In this case, the line-delivery method can deliver sound to only one speaker at a time, and the overlap-delivery method can deliver independent signals to several speakers at the same time. As the load indicated by R in FIG. 7B, not only a speaker but also a light bulb, a neon sign, an LED, a solenoid switch, an electric motor, and the like can be used. For example, by using a solenoid switch in the R position Home automation is a technology that turns on and off various home appliances from a central unit, and home appliances that are turned on and off by solenoid switches include heating switches, electric kettles, washing machines, lamps, electric windows, and electric blinds. In addition, when using this technology, it is possible to utilize an existing power line without installing a signal transmission cable in a house. On the other hand, in the present invention, the solenoid as a switch operation is only one embodiment, any of which can be used as long as the switching operation is possible.

8A illustrates a method of superimposing a frequency signal from the central apparatus 10 on a power line, FIG. 8B illustrates a method of turning home appliances on and off in the central apparatus 10, and FIG. 8C illustrates a method of utilizing existing household appliances for home automation. Is shown.

As shown in FIG. 8A, the frequency signal cables 22 and 24 from the central unit 10 are connected to their power lines 140 through a 60 Hz high pass filter (HPF). At this time, since the signal frequency is in the kHz region, the signal is supplied to the existing power line 140 through the wall outlet. When the home appliance is connected to the power line 140 wherever the home appliance is located, the signal frequency is supplied together with the power along the code.

As shown in FIG. 8B, the frequency signal supplied to the power line of the home appliance to be turned on and off in the central unit may be used to operate the solenoid switch 160. Specifically, according to the method shown in FIG. 8B, since 60 Hz is filtered by the band pass filter (BPF) 50, from the two terminals of the power line without a separate high pass filter (HPF). The frequency signal is supplied, and the signal passing through the band pass filter 50 operates the solenoid switch 160 through inspection. This allows the energy of the frequency signal to be used for solenoid operation without a separate power supply. If the home appliance is too large and the solenoid is heavy and it is difficult to directly operate the solenoid only by the power of the frequency signal, the solenoid may be driven with a separate DC power supply as usual. In addition, in order to prevent the frequency signal supplied by the power line from one house operating the home appliances of the neighboring house, a low pass filter (LPF) is attached to the main power line to block the frequency signal.

The home automation technology employing the control device of the present invention is that existing home appliances can be simply utilized for home automation as shown in Fig. 8C: the solenoid switch 162 controlled by the central unit 10 is inexpensive and Make it small so that you can plug in your home appliances' power lines. In addition, since the frequency of the frequency signal is lower than that of the digital signal, there is less attenuation when the signal is transmitted over the power line.

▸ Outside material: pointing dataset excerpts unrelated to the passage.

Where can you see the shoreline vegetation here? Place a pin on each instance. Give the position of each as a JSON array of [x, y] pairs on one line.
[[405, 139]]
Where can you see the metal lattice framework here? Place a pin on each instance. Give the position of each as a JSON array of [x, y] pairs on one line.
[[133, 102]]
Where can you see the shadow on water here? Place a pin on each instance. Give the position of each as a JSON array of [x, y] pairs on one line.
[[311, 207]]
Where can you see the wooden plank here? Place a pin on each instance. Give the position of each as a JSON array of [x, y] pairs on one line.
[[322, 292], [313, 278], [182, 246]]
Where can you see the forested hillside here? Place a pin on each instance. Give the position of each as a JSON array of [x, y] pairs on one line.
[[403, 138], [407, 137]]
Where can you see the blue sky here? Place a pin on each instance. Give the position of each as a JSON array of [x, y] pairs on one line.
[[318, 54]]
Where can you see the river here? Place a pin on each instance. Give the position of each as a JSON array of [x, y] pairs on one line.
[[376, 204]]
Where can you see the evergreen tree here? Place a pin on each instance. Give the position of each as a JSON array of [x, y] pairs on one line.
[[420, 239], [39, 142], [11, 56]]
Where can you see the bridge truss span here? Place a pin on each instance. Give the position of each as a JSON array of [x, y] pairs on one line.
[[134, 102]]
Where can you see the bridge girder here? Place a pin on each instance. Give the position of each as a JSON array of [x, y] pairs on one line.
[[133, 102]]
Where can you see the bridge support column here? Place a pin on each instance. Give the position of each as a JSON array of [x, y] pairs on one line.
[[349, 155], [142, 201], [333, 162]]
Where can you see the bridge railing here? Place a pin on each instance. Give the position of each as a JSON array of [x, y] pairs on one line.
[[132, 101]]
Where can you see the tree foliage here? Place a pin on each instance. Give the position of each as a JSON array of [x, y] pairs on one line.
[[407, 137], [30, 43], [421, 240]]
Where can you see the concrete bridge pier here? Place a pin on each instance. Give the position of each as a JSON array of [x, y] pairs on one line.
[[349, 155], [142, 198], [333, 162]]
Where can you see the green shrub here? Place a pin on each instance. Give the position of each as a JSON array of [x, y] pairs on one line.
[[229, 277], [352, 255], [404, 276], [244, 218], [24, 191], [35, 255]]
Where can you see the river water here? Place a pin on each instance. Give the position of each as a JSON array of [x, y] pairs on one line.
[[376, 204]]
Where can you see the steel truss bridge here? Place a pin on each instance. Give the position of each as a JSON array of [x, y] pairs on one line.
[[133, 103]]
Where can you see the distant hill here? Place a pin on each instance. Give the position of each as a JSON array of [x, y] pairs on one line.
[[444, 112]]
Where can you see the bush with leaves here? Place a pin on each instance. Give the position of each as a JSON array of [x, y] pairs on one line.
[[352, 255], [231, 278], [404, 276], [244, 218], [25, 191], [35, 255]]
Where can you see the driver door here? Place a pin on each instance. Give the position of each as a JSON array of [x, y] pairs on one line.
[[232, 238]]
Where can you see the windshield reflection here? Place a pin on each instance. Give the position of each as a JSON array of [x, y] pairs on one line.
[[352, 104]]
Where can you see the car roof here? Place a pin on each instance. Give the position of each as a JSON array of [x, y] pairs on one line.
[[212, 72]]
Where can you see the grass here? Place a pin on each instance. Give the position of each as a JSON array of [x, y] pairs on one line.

Figure 9 is another embodiment of the present invention, Figure 9a is a block diagram of the individual measurement device of the various circuit units through a single cable of the present invention applied to the temperature measurement system, Figure 9b is a view of the temperature measurement system shown in Figure 9a It is a circuit diagram.

The temperature measuring system can be used for fire monitoring, gas pipe leak monitoring, power plant steam valve gasket leak monitoring, etc. by monitoring the temperature distribution in real time. The temperature measuring system designates one circuit unit 30 at the central unit 10, and a cable 20 made up of four conductors as shown in FIG. 9A to receive a signal from the designated circuit unit 30. Used. Each of the four conductive wires is composed of a frequency signal output line 22, a ground line 24, a signal 1 line 26, and a signal 2 line 28. The switch unit 70 includes data of a circuit unit designated by the central unit. Connect only signals to signal lines exclusively.

FIG. 9B is a circuit diagram according to an embodiment of the temperature measuring system shown in FIG. 9A, which simultaneously shows an embodiment of the competitive connection method shown in FIG. 5B. As shown in the figure, when the frequency signal inputted through the band pass filter 50 is sensed by the galvanometer unit 100, C3 acts as a DC power source so that a current flows through a voltage divider consisting of Rx and Rs. . The total voltage V1 is measured at the central unit 10 via the signal 1 line 26 and the divided voltage V2 is via the signal 2 line 28. At this time, even if the central device 10 supplies the frequency signal with a stable output, the signal attenuates on the way, so that the total voltage V1 changes. However, if V1 and V2 are measured at the same time, since the value of the standard resistance Rs is determined, the resistance value Rx of the thermistor 180 can be calculated. In addition, when the input impedance of the resistance meter is increased, almost no current flows in the signal 1 line 26 and the signal 2 line 28, so that an accurate value can be measured without a voltage drop.

In the circuit of 9b, diodes D ₁ and D ₂ are attached to all circuit units and are provided to isolate other circuit units from the operation of the selected circuit unit. Due to these two diodes, the two signal 1 line 26 and the signal 2 line 28 are used exclusively by the selected circuit unit, and the reverse voltage is applied to D ₁ and D ₂ of all other circuit units so that the signal is cut off. However, the signals V ₁ and V ₂ pass through the diodes D ₁ and D ₂ respectively, but the potential of the signal drops to some extent, but this is not a problem because it can be reflected in the calculation.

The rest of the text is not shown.